In effect, then, to establish tolerances is to authorize contamination of public food supplies with
poisonous chemicals in order that the farmer and the processor may enjoy the benefit of
cheaper production—then to penalize the consumer by taxing him to maintain a policing
agency to make certain that he shall not get a lethal dose. But to do the policing job properly
would cost money beyond any legislator’s courage to appropriate, given the present volume
and toxicity of agricultural chemicals. So in the end the luckless consumer pays his taxes but
gets his poisons regardless. What is the solution? The first necessity is the elimination of
tolerances on the chlorinated hydrocarbons, the organic phosphorus group, and other highly
toxic chemicals. It will immediately be objected that this will place an intolerable burden on the
farmer. But if, as is now the presumable goal, it is possible to use chemicals in such a way that
they leave a residue of only 7 parts per million (the tolerance for DDT), or of 1 part per million
(the tolerance for parathion), or even of only 0.1 part per million as is required for dieldrin on a
great variety of fruits and vegetables, then why is it not possible, with only a little more care, to
prevent the occurrence of any residues at all? This, in fact, is what is required for some
chemicals such as heptachlor, endrin, and dieldrin on certain crops. If it is considered practical
in these instances, why not for all?

But this is not a complete or final solution, for a zero tolerance on paper is of little value. At
present, as we have seen, more than 99 per cent of the interstate food shipments slip by
without inspection. A vigilant and aggressive Food and Drug Administration, with a greatly
increased force of inspectors, is another urgent need. This system, however—deliberately
poisoning our food, then policing the result—is too reminiscent of Lewis Carroll’s White Knight
who thought of ‘a plan to dye one’s whiskers green, and always use so large a fan that they
could not be seen.’ The ultimate answer is to use less toxic chemicals so that the public hazard
from their misuse is greatly reduced. Such chemicals already exist: the pyrethrins, rotenone,
ryania, and others derived from plant substances. Synthetic substitutes for the pyrethrins have
recently been developed, and some of the producing countries stand ready to increase the
output of the natural product as the market may require. Public education as to the nature of
the chemicals offered for sale is sadly needed. The average purchaser is completely bewildered
by the array of available insecticides, fungicides, and weed killers, and has no way of knowing
which are the deadly ones, which reasonably safe.

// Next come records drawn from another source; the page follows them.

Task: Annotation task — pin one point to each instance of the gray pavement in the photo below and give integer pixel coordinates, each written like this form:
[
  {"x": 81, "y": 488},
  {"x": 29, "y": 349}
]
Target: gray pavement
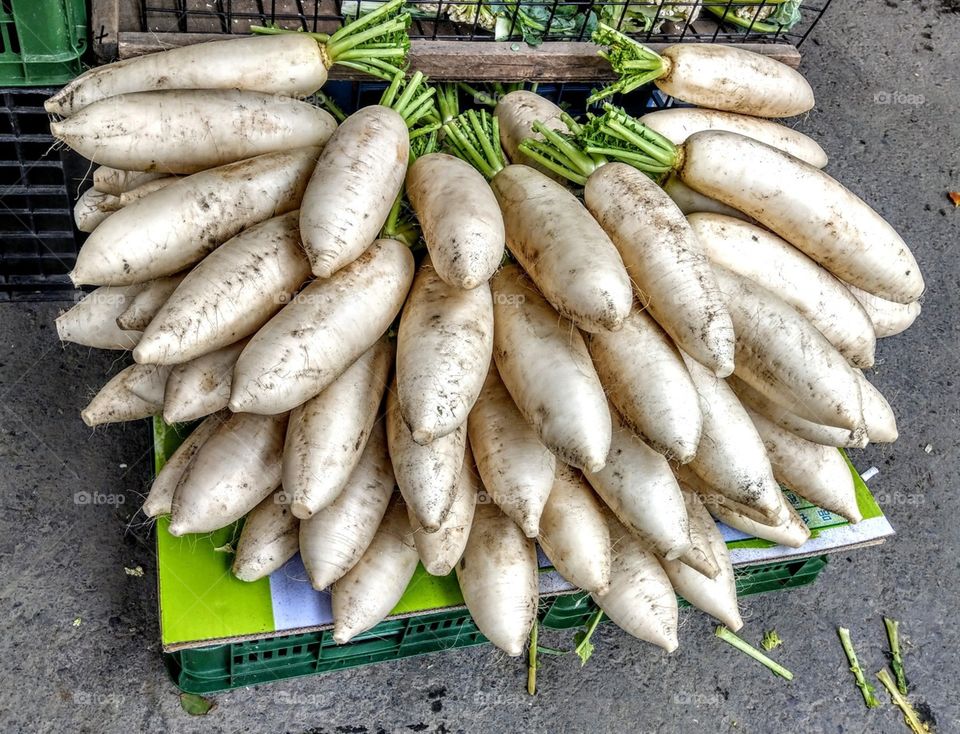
[{"x": 61, "y": 561}]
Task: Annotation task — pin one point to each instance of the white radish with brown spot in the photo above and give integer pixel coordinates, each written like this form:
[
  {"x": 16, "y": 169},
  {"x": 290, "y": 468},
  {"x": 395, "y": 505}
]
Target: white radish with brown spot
[
  {"x": 326, "y": 436},
  {"x": 168, "y": 230},
  {"x": 760, "y": 256},
  {"x": 234, "y": 291},
  {"x": 665, "y": 261},
  {"x": 499, "y": 579},
  {"x": 364, "y": 596},
  {"x": 807, "y": 208},
  {"x": 639, "y": 487},
  {"x": 516, "y": 468},
  {"x": 234, "y": 470},
  {"x": 563, "y": 249},
  {"x": 459, "y": 217},
  {"x": 645, "y": 378},
  {"x": 93, "y": 321},
  {"x": 333, "y": 539},
  {"x": 573, "y": 532},
  {"x": 316, "y": 337},
  {"x": 270, "y": 538},
  {"x": 428, "y": 475},
  {"x": 444, "y": 347},
  {"x": 546, "y": 367},
  {"x": 353, "y": 187},
  {"x": 170, "y": 131}
]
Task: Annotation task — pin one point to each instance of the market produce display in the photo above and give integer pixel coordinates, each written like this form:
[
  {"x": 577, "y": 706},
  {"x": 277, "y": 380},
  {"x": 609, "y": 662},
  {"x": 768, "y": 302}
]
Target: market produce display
[{"x": 417, "y": 333}]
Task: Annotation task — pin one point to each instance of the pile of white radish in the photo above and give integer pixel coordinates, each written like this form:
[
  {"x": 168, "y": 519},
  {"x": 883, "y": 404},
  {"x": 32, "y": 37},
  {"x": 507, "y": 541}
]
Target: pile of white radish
[{"x": 674, "y": 343}]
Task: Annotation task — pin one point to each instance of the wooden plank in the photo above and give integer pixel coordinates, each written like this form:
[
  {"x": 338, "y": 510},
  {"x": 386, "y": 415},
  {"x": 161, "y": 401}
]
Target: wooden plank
[{"x": 472, "y": 61}]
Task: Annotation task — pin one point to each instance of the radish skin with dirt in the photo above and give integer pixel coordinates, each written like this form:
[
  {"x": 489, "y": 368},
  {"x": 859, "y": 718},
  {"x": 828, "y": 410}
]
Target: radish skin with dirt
[
  {"x": 547, "y": 370},
  {"x": 573, "y": 532},
  {"x": 369, "y": 590},
  {"x": 444, "y": 347},
  {"x": 317, "y": 336},
  {"x": 770, "y": 262},
  {"x": 640, "y": 599},
  {"x": 460, "y": 219},
  {"x": 441, "y": 551},
  {"x": 163, "y": 233},
  {"x": 93, "y": 321},
  {"x": 326, "y": 435},
  {"x": 169, "y": 131},
  {"x": 268, "y": 540},
  {"x": 334, "y": 538},
  {"x": 428, "y": 475},
  {"x": 234, "y": 470},
  {"x": 639, "y": 487},
  {"x": 645, "y": 378},
  {"x": 229, "y": 295},
  {"x": 201, "y": 386},
  {"x": 516, "y": 468},
  {"x": 160, "y": 497},
  {"x": 499, "y": 579}
]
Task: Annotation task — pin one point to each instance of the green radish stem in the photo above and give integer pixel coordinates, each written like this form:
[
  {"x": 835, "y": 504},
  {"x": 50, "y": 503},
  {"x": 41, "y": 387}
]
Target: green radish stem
[
  {"x": 633, "y": 62},
  {"x": 727, "y": 636},
  {"x": 866, "y": 689},
  {"x": 376, "y": 43}
]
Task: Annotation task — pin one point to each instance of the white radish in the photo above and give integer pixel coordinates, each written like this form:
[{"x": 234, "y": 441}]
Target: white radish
[
  {"x": 234, "y": 470},
  {"x": 441, "y": 551},
  {"x": 807, "y": 208},
  {"x": 326, "y": 436},
  {"x": 781, "y": 355},
  {"x": 428, "y": 475},
  {"x": 517, "y": 470},
  {"x": 364, "y": 596},
  {"x": 716, "y": 596},
  {"x": 639, "y": 487},
  {"x": 563, "y": 249},
  {"x": 444, "y": 347},
  {"x": 545, "y": 366},
  {"x": 160, "y": 497},
  {"x": 164, "y": 232},
  {"x": 665, "y": 261},
  {"x": 679, "y": 123},
  {"x": 147, "y": 302},
  {"x": 700, "y": 556},
  {"x": 573, "y": 532},
  {"x": 646, "y": 380},
  {"x": 499, "y": 579},
  {"x": 313, "y": 340},
  {"x": 288, "y": 65},
  {"x": 355, "y": 182},
  {"x": 268, "y": 540},
  {"x": 201, "y": 386},
  {"x": 93, "y": 321},
  {"x": 731, "y": 457},
  {"x": 888, "y": 318},
  {"x": 817, "y": 473},
  {"x": 334, "y": 538},
  {"x": 229, "y": 295},
  {"x": 764, "y": 258},
  {"x": 115, "y": 403},
  {"x": 640, "y": 599},
  {"x": 808, "y": 430},
  {"x": 170, "y": 130}
]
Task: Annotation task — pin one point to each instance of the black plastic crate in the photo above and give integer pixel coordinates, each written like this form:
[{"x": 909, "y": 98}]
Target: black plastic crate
[{"x": 38, "y": 185}]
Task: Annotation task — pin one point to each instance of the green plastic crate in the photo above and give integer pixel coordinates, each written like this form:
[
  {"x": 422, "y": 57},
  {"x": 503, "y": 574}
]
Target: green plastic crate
[{"x": 41, "y": 41}]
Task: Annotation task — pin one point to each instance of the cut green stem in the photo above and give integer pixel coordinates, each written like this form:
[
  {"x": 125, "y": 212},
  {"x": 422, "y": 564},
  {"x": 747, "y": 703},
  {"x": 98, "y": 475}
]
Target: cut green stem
[
  {"x": 896, "y": 657},
  {"x": 727, "y": 636},
  {"x": 868, "y": 691}
]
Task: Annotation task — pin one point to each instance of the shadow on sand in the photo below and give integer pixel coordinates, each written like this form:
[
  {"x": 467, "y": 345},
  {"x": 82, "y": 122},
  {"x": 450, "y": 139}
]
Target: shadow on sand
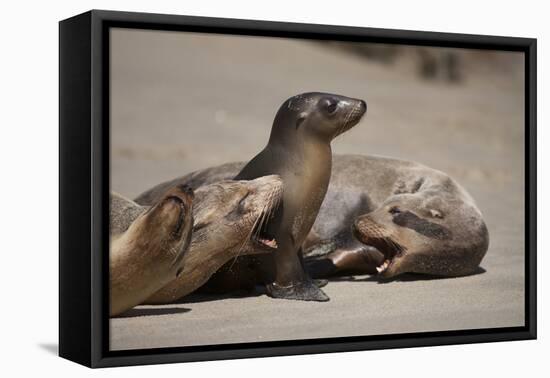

In addition to making this change to less dangerous agricultural pesticides, we should diligently
explore the possibilities of nonchemical methods. Agricultural use of insect diseases, caused by
a bacterium highly specific for certain types of insects, is already being tried in California, and
more extended tests of this method are under way. A great many other possibilities exist for
effective insect control by methods that will leave no residues on foods (see Chapter 17). Until a
large-scale conversion to these methods has been made, we shall have little relief from a
situation that, by any commonsense standards, is intolerable. As matters stand now, we are in
little better position than the guests of the Borgias.